Archive for non-reproducible research

Bayes, reproducibility, and the quest for truth

Posted in Books, Kids, Statistics, University life with tags , , , , , , , , , on September 2, 2016 by xi'an

“Avoid opinion priors, you could be held legally or otherwise responsible.”

Don Fraser, Mylène Bedard, Augustine Wong, Wei Lin, and Ailana Fraser wrote a paper to appear in Statistical Science, with the above title. This paper is a continuation of Don’s assessment of Bayes procedures in earlier Statistical Science [which I discussed] and Science 2013 papers, which I would qualify with all due respect of a demolition enterprise [of the Bayesian approach to statistics]…  The argument therein is similar in that “reproducibility” is to be understood therein as providing frequentist confidence assessment.
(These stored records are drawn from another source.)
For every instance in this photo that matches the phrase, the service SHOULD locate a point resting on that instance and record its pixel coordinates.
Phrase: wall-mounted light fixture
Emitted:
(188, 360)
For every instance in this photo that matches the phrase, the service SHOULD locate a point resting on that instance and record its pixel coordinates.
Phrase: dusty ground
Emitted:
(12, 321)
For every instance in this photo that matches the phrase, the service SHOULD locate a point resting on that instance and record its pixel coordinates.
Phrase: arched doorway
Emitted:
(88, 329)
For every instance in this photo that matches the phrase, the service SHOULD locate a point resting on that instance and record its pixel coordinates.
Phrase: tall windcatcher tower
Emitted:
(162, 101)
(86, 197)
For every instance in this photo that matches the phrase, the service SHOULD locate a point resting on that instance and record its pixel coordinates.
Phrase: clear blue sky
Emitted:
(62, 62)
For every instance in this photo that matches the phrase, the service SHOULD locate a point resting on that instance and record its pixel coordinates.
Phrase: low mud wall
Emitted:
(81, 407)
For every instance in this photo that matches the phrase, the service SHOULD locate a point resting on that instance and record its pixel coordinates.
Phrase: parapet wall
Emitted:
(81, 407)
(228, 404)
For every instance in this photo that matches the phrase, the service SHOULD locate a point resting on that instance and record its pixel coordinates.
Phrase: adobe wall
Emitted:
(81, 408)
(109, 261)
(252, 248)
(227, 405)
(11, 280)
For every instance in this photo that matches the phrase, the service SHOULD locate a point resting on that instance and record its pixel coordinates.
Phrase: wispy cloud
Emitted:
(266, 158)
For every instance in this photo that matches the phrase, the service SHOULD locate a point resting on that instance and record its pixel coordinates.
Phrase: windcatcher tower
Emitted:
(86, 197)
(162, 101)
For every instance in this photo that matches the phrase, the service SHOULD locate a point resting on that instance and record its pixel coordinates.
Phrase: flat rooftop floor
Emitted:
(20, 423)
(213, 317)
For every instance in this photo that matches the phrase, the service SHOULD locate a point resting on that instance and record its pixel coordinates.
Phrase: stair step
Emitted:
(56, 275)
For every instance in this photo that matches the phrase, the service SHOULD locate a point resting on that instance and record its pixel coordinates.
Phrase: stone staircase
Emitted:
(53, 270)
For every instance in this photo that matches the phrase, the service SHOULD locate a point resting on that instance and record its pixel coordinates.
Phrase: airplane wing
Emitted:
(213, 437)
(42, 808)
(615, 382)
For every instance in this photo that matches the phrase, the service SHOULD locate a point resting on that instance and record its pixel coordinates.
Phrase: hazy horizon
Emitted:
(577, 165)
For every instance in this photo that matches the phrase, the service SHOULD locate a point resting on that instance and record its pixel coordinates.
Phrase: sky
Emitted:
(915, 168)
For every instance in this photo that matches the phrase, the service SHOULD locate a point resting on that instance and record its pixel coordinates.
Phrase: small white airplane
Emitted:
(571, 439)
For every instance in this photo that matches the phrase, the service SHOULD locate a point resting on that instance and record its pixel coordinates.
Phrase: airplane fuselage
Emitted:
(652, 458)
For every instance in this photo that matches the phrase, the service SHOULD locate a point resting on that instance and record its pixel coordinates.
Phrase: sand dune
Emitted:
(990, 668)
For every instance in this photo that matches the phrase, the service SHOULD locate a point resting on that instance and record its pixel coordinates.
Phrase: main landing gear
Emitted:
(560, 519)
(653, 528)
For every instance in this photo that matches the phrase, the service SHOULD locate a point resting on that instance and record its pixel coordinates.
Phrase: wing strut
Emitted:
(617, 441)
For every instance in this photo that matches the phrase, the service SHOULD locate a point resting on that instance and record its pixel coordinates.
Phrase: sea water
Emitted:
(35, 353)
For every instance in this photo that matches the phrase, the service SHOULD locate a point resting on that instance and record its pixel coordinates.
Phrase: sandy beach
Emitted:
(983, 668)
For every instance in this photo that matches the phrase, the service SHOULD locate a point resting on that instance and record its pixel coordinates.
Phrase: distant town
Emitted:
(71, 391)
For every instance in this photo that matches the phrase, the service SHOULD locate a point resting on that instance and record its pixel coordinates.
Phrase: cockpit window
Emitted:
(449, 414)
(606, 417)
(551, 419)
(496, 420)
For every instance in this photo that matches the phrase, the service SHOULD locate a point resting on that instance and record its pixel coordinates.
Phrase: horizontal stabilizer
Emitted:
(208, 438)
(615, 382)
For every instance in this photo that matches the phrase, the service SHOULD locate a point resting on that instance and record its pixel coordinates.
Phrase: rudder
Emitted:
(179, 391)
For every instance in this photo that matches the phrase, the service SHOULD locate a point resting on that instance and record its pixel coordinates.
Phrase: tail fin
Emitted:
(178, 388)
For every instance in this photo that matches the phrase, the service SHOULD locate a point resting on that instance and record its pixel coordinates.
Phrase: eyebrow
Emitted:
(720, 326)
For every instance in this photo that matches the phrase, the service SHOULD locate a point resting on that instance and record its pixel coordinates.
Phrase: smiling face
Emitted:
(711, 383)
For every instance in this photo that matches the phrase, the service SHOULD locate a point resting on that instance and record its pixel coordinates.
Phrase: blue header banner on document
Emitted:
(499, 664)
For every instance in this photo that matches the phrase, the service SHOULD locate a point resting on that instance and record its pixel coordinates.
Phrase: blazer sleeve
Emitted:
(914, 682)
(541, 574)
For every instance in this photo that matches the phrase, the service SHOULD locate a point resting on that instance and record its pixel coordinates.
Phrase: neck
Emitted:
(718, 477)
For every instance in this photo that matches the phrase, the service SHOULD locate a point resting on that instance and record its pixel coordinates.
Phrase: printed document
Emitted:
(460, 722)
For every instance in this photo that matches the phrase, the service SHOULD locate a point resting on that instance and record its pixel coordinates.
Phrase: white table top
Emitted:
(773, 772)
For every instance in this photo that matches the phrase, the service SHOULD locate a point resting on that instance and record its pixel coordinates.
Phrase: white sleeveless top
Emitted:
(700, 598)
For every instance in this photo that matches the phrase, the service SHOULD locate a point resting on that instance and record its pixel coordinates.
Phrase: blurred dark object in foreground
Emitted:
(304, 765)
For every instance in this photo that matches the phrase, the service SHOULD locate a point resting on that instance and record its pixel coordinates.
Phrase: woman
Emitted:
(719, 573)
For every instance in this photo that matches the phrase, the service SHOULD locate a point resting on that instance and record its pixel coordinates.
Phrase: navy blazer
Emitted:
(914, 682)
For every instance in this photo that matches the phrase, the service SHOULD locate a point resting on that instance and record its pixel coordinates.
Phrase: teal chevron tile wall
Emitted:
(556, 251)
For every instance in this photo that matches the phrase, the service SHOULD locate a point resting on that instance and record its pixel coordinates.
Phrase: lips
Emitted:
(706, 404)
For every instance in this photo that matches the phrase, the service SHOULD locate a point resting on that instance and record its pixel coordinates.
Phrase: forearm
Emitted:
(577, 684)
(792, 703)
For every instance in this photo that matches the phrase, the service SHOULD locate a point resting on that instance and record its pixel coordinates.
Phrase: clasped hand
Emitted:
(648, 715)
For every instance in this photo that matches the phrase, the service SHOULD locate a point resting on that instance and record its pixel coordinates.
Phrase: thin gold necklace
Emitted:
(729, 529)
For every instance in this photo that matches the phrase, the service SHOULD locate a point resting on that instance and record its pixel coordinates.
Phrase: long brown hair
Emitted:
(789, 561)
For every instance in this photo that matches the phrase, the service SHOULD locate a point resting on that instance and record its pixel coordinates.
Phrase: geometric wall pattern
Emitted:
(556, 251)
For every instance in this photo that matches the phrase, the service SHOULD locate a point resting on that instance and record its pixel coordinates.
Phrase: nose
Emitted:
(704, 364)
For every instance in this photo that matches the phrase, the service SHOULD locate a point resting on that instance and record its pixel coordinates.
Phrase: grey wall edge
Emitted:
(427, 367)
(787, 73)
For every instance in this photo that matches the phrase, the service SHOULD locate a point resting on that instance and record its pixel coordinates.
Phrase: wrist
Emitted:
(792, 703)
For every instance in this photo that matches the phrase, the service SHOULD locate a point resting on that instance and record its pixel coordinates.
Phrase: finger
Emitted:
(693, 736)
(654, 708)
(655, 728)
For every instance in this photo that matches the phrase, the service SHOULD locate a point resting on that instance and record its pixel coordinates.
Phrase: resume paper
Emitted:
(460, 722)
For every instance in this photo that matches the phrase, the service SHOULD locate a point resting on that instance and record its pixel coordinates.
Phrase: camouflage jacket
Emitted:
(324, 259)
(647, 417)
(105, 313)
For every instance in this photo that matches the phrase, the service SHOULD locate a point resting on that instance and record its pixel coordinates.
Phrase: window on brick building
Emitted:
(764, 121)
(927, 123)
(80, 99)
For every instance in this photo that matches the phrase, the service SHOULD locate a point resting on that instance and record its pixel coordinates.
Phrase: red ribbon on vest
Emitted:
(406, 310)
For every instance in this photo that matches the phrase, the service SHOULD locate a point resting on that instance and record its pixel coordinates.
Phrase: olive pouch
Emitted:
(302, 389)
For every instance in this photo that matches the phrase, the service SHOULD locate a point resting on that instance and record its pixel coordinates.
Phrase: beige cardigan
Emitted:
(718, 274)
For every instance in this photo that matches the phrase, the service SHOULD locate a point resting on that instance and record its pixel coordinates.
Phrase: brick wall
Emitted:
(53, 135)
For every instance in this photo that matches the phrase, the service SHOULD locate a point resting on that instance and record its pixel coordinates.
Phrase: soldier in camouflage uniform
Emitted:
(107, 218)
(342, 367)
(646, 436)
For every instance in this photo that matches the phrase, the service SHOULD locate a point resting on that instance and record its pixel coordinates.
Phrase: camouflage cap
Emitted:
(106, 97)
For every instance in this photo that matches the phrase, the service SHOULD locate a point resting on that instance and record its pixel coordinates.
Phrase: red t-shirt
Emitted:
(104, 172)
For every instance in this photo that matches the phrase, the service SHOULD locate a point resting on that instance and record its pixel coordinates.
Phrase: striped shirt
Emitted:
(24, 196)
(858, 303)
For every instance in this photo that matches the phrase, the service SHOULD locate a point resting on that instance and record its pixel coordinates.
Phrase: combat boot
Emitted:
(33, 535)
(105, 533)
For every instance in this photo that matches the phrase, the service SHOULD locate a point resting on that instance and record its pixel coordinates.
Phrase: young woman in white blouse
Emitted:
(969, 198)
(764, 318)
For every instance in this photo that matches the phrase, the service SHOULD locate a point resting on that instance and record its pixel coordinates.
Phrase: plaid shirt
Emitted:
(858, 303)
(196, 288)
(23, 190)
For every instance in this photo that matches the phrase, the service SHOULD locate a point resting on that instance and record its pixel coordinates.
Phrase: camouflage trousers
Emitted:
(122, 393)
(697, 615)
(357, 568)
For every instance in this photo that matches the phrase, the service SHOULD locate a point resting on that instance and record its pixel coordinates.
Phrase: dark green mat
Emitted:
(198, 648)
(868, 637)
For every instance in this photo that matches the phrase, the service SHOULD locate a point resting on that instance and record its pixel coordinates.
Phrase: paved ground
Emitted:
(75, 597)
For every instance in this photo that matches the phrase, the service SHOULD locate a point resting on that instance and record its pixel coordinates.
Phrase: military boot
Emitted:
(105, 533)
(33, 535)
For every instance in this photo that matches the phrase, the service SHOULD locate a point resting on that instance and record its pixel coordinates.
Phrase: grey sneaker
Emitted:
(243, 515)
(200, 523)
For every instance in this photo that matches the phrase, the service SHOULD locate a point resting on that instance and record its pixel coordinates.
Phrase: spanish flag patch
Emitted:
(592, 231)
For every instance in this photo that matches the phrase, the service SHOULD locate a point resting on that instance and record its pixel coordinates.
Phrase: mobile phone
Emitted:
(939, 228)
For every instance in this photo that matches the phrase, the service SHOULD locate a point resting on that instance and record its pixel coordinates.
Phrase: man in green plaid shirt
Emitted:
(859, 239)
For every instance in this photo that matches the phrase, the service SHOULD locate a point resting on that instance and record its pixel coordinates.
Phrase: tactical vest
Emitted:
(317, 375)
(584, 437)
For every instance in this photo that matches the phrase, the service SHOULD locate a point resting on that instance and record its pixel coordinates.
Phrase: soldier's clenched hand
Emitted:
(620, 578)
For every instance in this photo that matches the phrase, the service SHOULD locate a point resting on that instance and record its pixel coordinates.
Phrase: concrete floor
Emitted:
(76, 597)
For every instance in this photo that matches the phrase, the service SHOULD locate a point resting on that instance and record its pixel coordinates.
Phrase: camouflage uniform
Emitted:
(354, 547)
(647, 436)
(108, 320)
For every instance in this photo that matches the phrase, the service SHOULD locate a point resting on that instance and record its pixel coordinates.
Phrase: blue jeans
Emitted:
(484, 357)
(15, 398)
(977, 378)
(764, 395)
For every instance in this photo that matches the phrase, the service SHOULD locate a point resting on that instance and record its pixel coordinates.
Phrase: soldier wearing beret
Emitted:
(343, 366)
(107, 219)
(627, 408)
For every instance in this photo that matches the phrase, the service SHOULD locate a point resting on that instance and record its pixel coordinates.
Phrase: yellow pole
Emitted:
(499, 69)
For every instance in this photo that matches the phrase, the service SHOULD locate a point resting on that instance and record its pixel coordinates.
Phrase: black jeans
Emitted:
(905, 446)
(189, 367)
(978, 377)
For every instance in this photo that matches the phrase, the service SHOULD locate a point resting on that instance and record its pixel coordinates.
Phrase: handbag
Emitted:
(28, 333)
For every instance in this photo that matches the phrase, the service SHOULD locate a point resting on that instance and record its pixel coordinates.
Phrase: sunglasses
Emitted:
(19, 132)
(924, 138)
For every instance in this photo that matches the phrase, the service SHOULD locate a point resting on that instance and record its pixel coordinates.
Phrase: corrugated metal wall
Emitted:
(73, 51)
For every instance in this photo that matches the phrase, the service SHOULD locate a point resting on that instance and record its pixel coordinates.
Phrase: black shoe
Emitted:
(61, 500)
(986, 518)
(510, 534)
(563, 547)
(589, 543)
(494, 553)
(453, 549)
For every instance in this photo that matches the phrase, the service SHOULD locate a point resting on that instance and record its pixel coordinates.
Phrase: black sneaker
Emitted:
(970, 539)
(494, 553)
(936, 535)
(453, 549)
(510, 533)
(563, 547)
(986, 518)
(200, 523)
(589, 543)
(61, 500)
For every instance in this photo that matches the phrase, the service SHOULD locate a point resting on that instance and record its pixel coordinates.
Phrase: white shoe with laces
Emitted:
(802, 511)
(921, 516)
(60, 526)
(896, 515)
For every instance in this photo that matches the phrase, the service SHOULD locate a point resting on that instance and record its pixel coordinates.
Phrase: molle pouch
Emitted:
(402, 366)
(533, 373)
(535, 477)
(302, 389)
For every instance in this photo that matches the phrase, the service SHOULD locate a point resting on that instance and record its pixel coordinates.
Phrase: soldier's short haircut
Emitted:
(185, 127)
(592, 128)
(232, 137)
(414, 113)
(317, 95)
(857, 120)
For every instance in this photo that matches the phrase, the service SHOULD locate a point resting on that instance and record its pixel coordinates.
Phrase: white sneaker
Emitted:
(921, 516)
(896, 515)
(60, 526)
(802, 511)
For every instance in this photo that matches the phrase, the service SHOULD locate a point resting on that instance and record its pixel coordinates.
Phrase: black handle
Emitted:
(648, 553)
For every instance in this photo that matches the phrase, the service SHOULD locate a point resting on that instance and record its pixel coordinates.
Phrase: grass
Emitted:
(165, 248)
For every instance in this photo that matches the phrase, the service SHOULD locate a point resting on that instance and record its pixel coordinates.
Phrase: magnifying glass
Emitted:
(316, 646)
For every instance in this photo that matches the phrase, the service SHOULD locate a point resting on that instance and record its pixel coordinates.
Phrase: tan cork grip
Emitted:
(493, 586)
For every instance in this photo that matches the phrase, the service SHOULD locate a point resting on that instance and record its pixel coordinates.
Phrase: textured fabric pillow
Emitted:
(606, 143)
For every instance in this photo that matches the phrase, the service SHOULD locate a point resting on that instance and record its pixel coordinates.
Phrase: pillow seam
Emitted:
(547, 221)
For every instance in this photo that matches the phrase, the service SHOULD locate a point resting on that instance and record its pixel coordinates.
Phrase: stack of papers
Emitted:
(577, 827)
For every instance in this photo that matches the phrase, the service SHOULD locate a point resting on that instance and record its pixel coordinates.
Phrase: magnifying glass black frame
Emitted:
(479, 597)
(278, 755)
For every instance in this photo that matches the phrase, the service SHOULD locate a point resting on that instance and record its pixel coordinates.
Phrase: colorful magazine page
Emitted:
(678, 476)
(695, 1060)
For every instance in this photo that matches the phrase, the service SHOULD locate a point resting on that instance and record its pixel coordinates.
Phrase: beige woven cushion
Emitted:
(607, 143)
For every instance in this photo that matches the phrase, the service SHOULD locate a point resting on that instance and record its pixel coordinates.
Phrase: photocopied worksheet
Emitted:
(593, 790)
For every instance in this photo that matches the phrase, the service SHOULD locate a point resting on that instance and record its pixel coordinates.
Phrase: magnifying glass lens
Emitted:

The authors also use “accuracy” in this sense. (As far as I know, there is no definition of reproducibility to be found in the paper.) Some priors are matching priors, in the (restricted) sense that they give second-order accurate frequentist coverage. Most are not matching and none is third-order accurate, a level that may be attained by alternative approaches. As far as the abstract goes, this seems to be the crux of the paper. Which is fine, but does not qualify in my opinion as a criticism of the Bayesian paradigm, given that (a) it makes no claim at frequentist coverage and (b) I see no reason in proper coverage being connected with “truth” or “accuracy”. It truly makes no sense to me to attempt either to put a frequentist hat on posterior distributions or to check whether or not the posterior is “valid”, “true” or “actual”. I similarly consider that Efron‘s “genuine priors” do not belong to the Bayesian paradigm but are on the opposite anti-Bayesian in that they suggest all priors should stem from frequency modelling, to borrow the terms from the current paper. (This is also the position of the authors, who consider they have “no Bayes content”.)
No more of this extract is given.